I found a similar discussion regarding the keepAlive
setting in LangChain.js. The issue was that the library sets a default keepAlive
value for ChatOllama to "5m" when the client does not explicitly set it. This behavior can override the server's settings, which might not be desirable in all cases [1].
In the discussion, it was noted that upgrading to Node.js version 20 resolved a related issue with the UND_ERR_HEADERS_TIMEOUT
error, which might be relevant if you're experiencing similar timeout issues [2].
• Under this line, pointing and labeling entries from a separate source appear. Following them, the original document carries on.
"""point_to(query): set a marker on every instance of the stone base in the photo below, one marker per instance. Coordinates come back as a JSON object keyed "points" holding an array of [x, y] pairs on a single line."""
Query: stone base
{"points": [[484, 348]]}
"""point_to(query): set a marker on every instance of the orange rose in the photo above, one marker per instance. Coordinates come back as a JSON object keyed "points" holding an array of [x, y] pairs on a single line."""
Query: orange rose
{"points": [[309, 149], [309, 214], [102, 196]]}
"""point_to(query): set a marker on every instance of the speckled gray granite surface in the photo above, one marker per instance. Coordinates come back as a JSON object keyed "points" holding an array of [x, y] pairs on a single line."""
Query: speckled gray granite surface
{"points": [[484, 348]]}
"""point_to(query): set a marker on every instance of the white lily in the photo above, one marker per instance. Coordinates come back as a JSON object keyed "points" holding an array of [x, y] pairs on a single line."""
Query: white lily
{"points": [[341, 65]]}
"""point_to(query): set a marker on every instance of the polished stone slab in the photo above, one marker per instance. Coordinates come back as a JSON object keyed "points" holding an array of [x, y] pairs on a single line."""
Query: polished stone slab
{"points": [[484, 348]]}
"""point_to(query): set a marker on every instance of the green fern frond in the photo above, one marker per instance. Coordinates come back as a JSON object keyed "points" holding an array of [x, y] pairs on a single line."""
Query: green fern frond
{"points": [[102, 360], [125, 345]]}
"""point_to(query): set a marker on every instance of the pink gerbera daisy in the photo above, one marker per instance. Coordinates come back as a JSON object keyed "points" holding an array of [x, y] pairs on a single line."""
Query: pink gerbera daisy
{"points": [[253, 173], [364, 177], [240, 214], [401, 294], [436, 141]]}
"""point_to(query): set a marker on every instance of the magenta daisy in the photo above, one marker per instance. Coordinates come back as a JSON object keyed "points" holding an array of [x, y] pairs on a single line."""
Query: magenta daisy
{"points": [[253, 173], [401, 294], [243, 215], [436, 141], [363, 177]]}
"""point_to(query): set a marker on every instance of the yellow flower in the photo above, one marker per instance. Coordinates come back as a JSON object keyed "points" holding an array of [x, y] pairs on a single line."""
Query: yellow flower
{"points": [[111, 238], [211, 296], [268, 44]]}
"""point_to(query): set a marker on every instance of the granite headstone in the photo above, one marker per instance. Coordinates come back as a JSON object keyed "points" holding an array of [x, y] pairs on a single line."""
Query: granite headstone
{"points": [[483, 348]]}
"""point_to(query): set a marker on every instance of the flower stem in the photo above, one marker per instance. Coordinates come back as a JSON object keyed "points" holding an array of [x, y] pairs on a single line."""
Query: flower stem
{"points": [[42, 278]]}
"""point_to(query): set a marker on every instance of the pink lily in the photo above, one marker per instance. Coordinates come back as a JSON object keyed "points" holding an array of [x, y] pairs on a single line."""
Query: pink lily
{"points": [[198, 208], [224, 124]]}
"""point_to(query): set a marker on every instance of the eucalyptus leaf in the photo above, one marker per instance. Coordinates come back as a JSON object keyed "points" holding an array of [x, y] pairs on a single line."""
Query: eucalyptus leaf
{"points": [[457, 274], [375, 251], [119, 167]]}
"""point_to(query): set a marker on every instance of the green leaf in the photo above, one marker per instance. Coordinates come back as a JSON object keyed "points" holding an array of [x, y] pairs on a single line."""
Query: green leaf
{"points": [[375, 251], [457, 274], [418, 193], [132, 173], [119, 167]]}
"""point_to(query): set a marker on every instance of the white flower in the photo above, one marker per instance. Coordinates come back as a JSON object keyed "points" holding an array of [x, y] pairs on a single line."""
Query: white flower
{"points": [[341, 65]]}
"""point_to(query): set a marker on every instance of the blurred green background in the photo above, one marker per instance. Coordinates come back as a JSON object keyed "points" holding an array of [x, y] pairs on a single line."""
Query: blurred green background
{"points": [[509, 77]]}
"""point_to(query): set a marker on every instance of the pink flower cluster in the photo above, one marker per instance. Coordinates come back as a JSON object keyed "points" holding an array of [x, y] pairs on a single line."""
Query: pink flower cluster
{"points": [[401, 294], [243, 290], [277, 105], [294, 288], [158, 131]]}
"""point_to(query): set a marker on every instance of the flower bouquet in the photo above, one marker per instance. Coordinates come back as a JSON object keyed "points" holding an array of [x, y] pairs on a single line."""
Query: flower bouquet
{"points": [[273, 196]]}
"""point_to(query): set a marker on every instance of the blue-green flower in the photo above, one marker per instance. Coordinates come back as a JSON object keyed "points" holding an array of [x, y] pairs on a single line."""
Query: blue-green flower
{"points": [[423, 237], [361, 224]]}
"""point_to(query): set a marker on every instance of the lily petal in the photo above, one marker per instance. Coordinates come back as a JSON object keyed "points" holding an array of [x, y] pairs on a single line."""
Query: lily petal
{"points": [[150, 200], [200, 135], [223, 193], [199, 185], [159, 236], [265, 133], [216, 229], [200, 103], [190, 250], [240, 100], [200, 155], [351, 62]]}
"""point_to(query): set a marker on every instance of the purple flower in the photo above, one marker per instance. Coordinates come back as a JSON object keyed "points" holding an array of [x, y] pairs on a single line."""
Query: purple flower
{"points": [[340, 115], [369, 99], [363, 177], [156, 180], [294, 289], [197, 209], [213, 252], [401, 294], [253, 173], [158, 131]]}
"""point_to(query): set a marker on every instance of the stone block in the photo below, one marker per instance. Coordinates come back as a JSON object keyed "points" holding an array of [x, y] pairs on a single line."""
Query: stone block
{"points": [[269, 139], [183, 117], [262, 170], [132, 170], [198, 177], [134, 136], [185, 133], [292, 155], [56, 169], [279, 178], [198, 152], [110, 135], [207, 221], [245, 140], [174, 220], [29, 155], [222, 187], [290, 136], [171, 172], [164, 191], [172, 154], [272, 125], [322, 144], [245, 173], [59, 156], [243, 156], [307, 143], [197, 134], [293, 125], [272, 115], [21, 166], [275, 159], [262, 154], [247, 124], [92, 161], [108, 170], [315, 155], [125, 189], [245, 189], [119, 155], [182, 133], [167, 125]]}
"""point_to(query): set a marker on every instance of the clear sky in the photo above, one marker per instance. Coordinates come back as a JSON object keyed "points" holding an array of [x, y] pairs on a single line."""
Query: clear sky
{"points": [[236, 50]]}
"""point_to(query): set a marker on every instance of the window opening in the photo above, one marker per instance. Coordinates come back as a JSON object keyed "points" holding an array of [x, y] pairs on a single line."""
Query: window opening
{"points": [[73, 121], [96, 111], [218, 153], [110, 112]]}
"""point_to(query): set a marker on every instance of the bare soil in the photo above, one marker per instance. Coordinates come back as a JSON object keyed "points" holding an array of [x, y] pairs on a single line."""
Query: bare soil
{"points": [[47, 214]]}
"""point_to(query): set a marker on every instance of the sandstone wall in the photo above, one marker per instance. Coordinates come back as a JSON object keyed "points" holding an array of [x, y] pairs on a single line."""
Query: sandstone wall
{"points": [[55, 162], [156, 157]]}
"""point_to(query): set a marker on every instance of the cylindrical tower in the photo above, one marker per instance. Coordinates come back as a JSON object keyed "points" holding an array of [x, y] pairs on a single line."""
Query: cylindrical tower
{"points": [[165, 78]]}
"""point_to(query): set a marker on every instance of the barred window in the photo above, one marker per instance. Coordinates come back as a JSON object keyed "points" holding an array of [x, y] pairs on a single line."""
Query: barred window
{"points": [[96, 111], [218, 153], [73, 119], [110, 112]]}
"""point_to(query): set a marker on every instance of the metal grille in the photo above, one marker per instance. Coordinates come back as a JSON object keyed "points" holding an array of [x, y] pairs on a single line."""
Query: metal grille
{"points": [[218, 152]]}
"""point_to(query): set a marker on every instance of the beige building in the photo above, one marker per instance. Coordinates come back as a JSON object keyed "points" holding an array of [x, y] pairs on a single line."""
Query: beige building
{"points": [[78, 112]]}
If you want to avoid the default keepAlive
setting, you might consider explicitly setting it to undefined
or another value that aligns with your server's configuration. However, as of now, there doesn't seem to be a built-in option in LangChain.js to disable the default keepAlive
behavior entirely.
For comparison, the ollama python client library (maintained by the ollama project) performs as expected:
$ ollama run llama3.2 '2+2=?'
2 + 2 = 4
$ ollama ps
NAME ID SIZE PROCESSOR UNTIL
llama3.2:latest a80c4f17acd5 3.1 GB 100% GPU Forever
$ python3 -c 'import ollama;print(ollama.Client().generate(model="llama3.2",prompt="2+2?",keep_alive=1800)["response"])'
The answer to 2 + 2 is 4.
$ ollama ps
NAME ID SIZE PROCESSOR UNTIL
llama3.2:latest a80c4f17acd5 3.1 GB 100% GPU 29 minutes from now
$ python3 -c 'import ollama;print(ollama.Client().generate(model="llama3.2",prompt="2+2?")["response"])'
2 + 2 = 4
$ ollama ps
NAME ID SIZE PROCESSOR UNTIL
llama3.2:latest a80c4f17acd5 3.1 GB 100% GPU 29 minutes from now
$ python3 -c 'import ollama;print(ollama.Client().chat(keep_alive=1800,model="llama3.2",messages=[{"role":"user","content":"2+2=?"}])["message"]["content"])'
2 + 2 = 4
$ ollama ps
NAME ID SIZE PROCESSOR UNTIL
llama3.2:latest a80c4f17acd5 3.1 GB 100% GPU 29 minutes from now
$ python3 -c 'import ollama;print(ollama.Client().chat(model="llama3.2",messages=[{"role":"user","content":"2+2=?"}])["message"]["content"])'
2 + 2 = 4.
$ ollama ps
NAME ID SIZE PROCESSOR UNTIL
llama3.2:latest a80c4f17acd5 3.1 GB 100% GPU 29 minutes from now
Gotcha, will have a look unless @bracesproul beats me to it!